Ayo Oyelola

Profile
- Position: Safety

Personal information
- Born: 19 October 1998 (age 27) Dagenham, East London
- Listed height: 6 ft 0 in (1.83 m)
- Listed weight: 213 lb (97 kg)

Career information
- High school: King Edward VI Grammar School
- College: University of Nottingham
- CFL draft: 2021G: 3rd round, 22nd overall pick

Career history
- Winnipeg Blue Bombers (2021); Jacksonville Jaguars (2022–2023)*; Pittsburgh Steelers (2024)*; Winnipeg Blue Bombers (2025)*; Alpine Rams (2026); Winnipeg Blue Bombers (2026)*;
- * Offseason or practice squad member only

Career CFL statistics
- Games played: 1
- Stats at CFL.ca
- Stats at Pro Football Reference

= Ayo Oyelola =

English gridiron football player (born 1998)

Ayo Oyelola (born 19 October 1998) is an English professional gridiron football safety.

==Early life==
From East London, Oyelola was a soccer player in his youth, and featured in the academy at teams such as Chelsea, Southend United, Dagenham and Redbridge and Ebbsfleet. He started playing American football at the University of Nottingham, where he graduated with a law degree in 2020.

==Professional career==
===Winnipeg Blue Bombers (first stint)===
Oyelola started out as a linebacker before transitioning to safety. He was drafted 22nd in the 2021 CFL global draft by Winnipeg Blue Bombers. Oyelola made his debut for the Winnipeg Blue Bombers in the Canadian Football League on 20 November 2021 against the Calgary Stampeders.

===Jacksonville Jaguars===
In December 2020, it was announced that Oyelola had been one of eleven athletes from around to world to selected to participate in the NFL International Player Pathway (IPP). He did not secure a contract with an NFL team and decided to play in the CFL. In January 2022 it was announced that he was again selected to be a part of the NFL IPP, this time involving 13 athletes from around the world. He was signed by the Jacksonville Jaguars later that year. He was waived by the Jaguars on 30 August 2022. Oyelola re-signed with Jacksonville's practice squad the next day and spent the remainder of the season on the practice squad.

On 23 January 2023, he signed a reserve/futures contract with the Jaguars, but was waived again on 29 August, the conclusion of training camp. He later re-signed to the team's practice squad, where he spent the remainder of the season. On 9 January 2024, Oyelola signed a reserve/futures contract with the Jaguars. He was waived on 15 April.

===Pittsburgh Steelers===
On 2 September 2024, Oyelola was signed to a one year contract by the Pittsburgh Steelers, and joined their practice squad. He was released on 11 January 2025.
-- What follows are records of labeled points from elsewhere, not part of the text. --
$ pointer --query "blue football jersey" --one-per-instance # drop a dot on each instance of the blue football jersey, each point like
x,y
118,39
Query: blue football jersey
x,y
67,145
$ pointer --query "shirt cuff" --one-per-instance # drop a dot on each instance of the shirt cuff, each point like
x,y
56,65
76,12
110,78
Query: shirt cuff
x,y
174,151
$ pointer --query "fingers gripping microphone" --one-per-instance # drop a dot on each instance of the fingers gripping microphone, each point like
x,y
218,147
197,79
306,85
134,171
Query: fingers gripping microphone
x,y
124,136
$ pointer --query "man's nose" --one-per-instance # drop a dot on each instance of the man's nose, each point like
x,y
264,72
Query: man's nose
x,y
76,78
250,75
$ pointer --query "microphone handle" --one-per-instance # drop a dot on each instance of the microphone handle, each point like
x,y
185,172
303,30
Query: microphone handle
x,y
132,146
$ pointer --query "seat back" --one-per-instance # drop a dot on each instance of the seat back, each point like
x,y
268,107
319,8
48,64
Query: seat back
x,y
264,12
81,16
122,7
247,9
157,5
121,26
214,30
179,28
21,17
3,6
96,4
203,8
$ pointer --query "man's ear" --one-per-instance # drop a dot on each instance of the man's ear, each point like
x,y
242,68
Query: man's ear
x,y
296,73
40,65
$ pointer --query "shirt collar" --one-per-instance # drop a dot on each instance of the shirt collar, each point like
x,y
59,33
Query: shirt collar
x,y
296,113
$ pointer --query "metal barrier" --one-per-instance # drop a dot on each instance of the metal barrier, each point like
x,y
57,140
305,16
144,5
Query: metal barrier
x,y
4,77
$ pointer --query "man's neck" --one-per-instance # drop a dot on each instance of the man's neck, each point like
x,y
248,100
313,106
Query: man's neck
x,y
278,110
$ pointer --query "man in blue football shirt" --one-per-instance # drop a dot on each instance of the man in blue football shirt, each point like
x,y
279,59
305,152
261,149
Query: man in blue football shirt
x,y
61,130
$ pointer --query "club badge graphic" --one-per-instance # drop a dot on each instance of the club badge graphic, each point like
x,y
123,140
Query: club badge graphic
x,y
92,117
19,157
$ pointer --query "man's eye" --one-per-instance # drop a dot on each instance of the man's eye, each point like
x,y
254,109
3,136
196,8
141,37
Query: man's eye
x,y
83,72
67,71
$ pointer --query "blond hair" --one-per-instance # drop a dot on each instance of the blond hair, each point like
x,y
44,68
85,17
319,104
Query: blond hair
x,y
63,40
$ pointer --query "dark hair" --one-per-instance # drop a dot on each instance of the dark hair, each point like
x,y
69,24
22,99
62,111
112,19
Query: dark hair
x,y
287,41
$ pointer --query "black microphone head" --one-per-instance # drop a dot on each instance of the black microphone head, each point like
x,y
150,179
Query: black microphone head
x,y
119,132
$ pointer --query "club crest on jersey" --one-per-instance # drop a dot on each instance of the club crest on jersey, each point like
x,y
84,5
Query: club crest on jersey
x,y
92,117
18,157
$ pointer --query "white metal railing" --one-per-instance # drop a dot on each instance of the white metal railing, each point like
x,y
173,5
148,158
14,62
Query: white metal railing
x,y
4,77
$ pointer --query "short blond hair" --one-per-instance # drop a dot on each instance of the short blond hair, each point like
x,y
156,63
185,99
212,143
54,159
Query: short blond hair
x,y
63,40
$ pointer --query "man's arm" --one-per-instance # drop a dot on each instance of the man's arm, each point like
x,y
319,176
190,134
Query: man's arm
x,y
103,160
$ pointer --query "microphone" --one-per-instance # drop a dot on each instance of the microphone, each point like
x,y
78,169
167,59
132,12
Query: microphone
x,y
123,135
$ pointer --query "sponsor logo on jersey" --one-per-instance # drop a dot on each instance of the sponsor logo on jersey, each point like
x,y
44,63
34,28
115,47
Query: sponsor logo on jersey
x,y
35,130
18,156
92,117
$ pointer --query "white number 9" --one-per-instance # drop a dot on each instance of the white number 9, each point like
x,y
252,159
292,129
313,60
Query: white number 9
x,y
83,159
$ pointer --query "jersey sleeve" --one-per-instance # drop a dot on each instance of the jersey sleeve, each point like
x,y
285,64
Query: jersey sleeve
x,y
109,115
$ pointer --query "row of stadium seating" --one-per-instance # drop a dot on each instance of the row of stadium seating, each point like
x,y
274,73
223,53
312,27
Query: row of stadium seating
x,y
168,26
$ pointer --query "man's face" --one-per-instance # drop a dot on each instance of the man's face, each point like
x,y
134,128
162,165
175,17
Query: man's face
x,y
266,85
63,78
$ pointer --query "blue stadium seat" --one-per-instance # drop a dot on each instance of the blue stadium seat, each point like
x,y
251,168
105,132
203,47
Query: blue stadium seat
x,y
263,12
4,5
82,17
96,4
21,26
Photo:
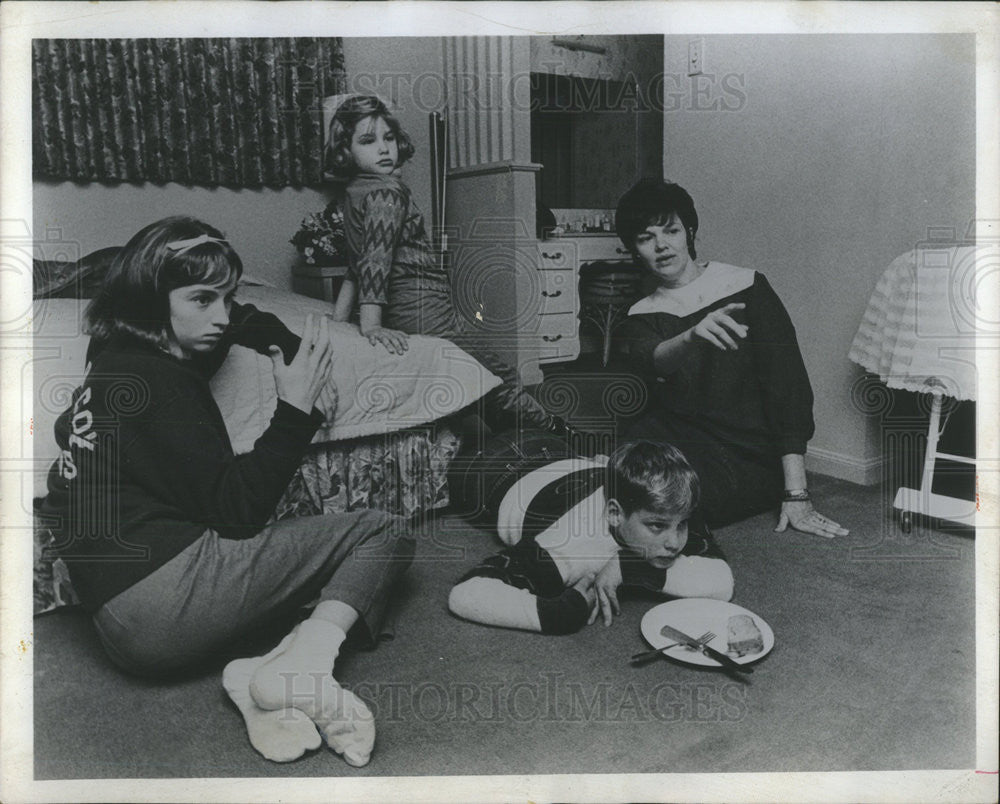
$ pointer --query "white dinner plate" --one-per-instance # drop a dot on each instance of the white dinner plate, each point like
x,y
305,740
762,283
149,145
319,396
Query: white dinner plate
x,y
694,616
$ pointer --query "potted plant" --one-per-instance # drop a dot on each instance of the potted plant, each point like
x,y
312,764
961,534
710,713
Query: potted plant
x,y
320,238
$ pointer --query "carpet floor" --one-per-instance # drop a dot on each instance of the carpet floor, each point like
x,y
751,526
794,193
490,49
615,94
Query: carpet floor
x,y
873,668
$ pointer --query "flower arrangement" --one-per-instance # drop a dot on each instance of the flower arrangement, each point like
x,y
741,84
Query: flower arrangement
x,y
320,238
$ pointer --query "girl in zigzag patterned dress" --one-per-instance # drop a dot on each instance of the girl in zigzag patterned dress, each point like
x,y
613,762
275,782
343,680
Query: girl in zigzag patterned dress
x,y
393,277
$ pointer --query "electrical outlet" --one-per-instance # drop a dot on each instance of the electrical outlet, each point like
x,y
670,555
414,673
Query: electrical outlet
x,y
696,55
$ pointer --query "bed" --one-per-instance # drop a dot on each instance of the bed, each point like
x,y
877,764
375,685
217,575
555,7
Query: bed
x,y
389,448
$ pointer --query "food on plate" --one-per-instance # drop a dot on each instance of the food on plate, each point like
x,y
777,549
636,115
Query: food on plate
x,y
744,635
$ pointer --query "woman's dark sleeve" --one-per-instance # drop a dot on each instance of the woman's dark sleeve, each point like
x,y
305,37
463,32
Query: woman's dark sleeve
x,y
638,338
788,397
258,330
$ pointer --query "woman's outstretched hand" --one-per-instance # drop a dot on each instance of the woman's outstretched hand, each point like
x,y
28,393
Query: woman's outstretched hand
x,y
606,586
720,329
393,340
302,381
802,516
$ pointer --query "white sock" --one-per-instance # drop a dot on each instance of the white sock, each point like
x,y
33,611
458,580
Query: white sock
x,y
301,677
280,735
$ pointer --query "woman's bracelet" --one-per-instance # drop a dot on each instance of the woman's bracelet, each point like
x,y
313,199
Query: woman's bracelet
x,y
796,495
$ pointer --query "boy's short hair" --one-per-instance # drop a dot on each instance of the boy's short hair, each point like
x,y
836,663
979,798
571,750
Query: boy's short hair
x,y
646,475
337,155
134,298
653,202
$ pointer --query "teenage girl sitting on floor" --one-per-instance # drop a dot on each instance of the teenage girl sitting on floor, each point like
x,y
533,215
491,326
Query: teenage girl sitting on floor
x,y
164,529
===Winnipeg Blue Bombers (second stint)===
Oyelola signed with the Blue Bombers' practice roster on 3 September 2025. He was released on 8 September 2025.

===Alpine Rams===
On 27 March 2026, Oyelola signed with the Alpine Rams of the American Football League Europe.

===Winnipeg Blue Bombers (third stint)===
Oyelola was signed to the Blue Bombers' practice roster again on 8 June 2026. He was released on August 25.